As Washington City Paper's Lydia DePillis reported last week, its last major rehabilitation was a quarter-century ago, so planners now want to add “an intercity bus facility on the existing bus deck, an expanded mezzanine for the metro,” and a “giant mixed-use complex over the tracks feeding into the station from the north.”

What’s really causing controversy, though, is a plan to rip a huge hole through the floor of the iconic Great Hall, push the Center Café closer to the ceiling, and build spiral glass staircases connecting the whole thing. DePillis says the “design, reminiscent of New York City’s 5th Avenue Apple Store, is intended to open up sightlines on the main floor and open up access to the lower floor, especially for the disabled.”

Preservation groups spoke out against the plan, calling the planned "pit" an aesthetic nightmare that would also obstruct foot traffic across the Great Hall.
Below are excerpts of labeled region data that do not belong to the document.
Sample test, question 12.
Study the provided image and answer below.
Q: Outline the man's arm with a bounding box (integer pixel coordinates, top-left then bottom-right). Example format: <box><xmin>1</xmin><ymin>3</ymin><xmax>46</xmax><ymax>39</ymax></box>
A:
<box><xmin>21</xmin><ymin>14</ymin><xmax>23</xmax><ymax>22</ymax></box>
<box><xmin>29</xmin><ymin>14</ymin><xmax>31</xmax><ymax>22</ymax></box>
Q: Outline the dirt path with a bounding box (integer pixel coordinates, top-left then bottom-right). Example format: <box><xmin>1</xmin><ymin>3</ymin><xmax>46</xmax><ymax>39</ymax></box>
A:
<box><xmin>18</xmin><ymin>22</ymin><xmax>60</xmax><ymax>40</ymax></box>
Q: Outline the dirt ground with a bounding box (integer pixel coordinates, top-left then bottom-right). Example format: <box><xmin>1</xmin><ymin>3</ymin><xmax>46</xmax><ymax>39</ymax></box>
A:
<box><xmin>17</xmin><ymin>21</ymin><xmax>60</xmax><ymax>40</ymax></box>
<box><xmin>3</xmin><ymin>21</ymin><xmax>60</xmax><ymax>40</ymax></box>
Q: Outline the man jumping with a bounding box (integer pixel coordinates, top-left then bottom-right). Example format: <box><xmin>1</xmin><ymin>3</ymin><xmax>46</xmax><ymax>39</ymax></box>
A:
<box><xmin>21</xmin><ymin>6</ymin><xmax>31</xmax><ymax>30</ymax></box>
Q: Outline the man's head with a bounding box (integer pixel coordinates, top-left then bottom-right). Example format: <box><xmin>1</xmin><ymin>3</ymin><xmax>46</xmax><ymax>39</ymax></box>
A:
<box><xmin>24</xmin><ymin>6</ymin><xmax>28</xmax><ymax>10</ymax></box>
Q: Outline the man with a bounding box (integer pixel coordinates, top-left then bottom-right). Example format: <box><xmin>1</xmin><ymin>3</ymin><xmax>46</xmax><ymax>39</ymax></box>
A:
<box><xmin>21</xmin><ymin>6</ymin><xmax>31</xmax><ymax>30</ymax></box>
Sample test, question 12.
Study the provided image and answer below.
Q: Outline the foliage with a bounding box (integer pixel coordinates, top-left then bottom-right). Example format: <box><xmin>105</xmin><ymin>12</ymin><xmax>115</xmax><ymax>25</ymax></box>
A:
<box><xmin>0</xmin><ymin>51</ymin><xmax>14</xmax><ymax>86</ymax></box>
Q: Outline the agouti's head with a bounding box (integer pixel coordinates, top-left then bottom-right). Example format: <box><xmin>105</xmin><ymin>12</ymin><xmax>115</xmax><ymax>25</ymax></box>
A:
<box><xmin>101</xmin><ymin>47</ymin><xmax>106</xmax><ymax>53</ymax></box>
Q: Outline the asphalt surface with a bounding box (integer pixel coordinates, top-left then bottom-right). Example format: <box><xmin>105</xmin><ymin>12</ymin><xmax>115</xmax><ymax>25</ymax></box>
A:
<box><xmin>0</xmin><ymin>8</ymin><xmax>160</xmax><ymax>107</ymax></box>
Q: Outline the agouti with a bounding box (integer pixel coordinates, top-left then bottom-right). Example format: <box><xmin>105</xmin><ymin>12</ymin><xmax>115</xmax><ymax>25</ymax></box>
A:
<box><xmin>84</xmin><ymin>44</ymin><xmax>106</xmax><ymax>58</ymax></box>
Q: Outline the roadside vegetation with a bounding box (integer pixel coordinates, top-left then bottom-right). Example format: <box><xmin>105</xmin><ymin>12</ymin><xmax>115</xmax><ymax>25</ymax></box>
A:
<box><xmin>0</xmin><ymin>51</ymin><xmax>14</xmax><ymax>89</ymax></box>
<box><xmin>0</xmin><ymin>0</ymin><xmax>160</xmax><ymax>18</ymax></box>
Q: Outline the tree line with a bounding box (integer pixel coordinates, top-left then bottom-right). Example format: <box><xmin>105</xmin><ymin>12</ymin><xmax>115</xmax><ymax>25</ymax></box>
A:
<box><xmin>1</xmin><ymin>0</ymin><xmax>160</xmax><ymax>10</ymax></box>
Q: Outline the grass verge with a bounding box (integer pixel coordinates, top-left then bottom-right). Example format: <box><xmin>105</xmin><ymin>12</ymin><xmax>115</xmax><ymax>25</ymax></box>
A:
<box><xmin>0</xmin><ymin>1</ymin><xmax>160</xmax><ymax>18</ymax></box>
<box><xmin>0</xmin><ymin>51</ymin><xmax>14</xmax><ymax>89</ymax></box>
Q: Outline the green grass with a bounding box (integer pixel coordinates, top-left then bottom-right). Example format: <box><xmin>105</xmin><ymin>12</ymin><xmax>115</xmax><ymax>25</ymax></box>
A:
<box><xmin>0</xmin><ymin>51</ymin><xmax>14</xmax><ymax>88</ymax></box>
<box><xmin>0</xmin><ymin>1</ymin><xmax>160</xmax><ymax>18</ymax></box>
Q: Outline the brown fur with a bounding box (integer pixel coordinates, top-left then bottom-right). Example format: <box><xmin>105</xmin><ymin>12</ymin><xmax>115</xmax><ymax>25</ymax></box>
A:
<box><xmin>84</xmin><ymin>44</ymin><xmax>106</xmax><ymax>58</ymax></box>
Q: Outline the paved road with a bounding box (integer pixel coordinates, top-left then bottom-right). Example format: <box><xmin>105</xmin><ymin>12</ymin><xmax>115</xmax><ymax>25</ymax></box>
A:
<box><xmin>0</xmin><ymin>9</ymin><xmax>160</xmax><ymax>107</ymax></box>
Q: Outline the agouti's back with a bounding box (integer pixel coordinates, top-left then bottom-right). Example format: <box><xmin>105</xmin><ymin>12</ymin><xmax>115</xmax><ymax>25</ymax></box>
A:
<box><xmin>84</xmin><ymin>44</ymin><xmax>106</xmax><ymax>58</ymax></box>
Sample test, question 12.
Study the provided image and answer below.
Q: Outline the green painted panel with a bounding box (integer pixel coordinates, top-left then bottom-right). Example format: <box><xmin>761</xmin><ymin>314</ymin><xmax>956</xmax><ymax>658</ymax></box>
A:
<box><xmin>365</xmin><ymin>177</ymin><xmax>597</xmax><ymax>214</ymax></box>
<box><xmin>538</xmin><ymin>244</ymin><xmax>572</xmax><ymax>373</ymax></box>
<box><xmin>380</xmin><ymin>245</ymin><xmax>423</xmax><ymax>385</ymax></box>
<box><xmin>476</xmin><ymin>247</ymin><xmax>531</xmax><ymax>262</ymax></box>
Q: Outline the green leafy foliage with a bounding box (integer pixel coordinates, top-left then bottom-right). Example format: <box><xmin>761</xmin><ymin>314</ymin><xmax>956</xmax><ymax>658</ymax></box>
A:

Some folks even think the Center Café, which dominates much of the hall currently, should be removed altogether.

At Beyond D.C., Dan Malouff decries the idea of cutting “holes in the floor” just “to access the food court.” Malouff says the Great Hall’s “elegant classicism is fundamentally incompatible with a mundane food court,” and while he calls the food court a “valuable and worthwhile” place, he rightly notes that it’s not exactly “hurting for customers. On the contrary, it’s uncomfortably packed most of the day.”

Malouff says the plan “is a solution in search of an imaginary problem” and argues that the Great Hall “should not be torn up on a whim. … By any measure it is a place that is working tremendously well already, and if it ain’t broke, don’t fix it.”

Alex Baca, at Greater Greater Washington, has a less halcyon view. Baca, who says she has spent most of her life in the area and adores much of its architecture and design, says Union Station “should be on my personal list of attractive, engaging sights. But when I rode Amtrak in and out last weekend, it was as unremarkable as ever. Unfortunately, the station was marked by dim lighting, low ceilings, an unattractive boarding area, and a Great Hall marred by an ill-lit and looming Center Café.”

She likes the controversial Union Station Redevelopment Corporation plan, saying it offers “a prime opportunity to seize hold of an innovative design, while integrating some of the space's more traditional aspects.” Train stations across the U.S., she argues, “look as they did in the early 20th century. Why does Union Station need to be just like Philadelphia's 30th Street Station, Denver's Union Station, or Los Angeles' Union Station?”

Baca fairly notes that many of the Great Hall’s best features, like its beautiful vaulted ceiling, would not be affected, and argues that the new design could actually “draw a viewer's eye” toward the ceiling, which the current and rather ugly café does not.

There are many perspectives on how to update this historic space.  But while the "pit" may be up for debate, it seems everyone thinks the Center Café is the pits.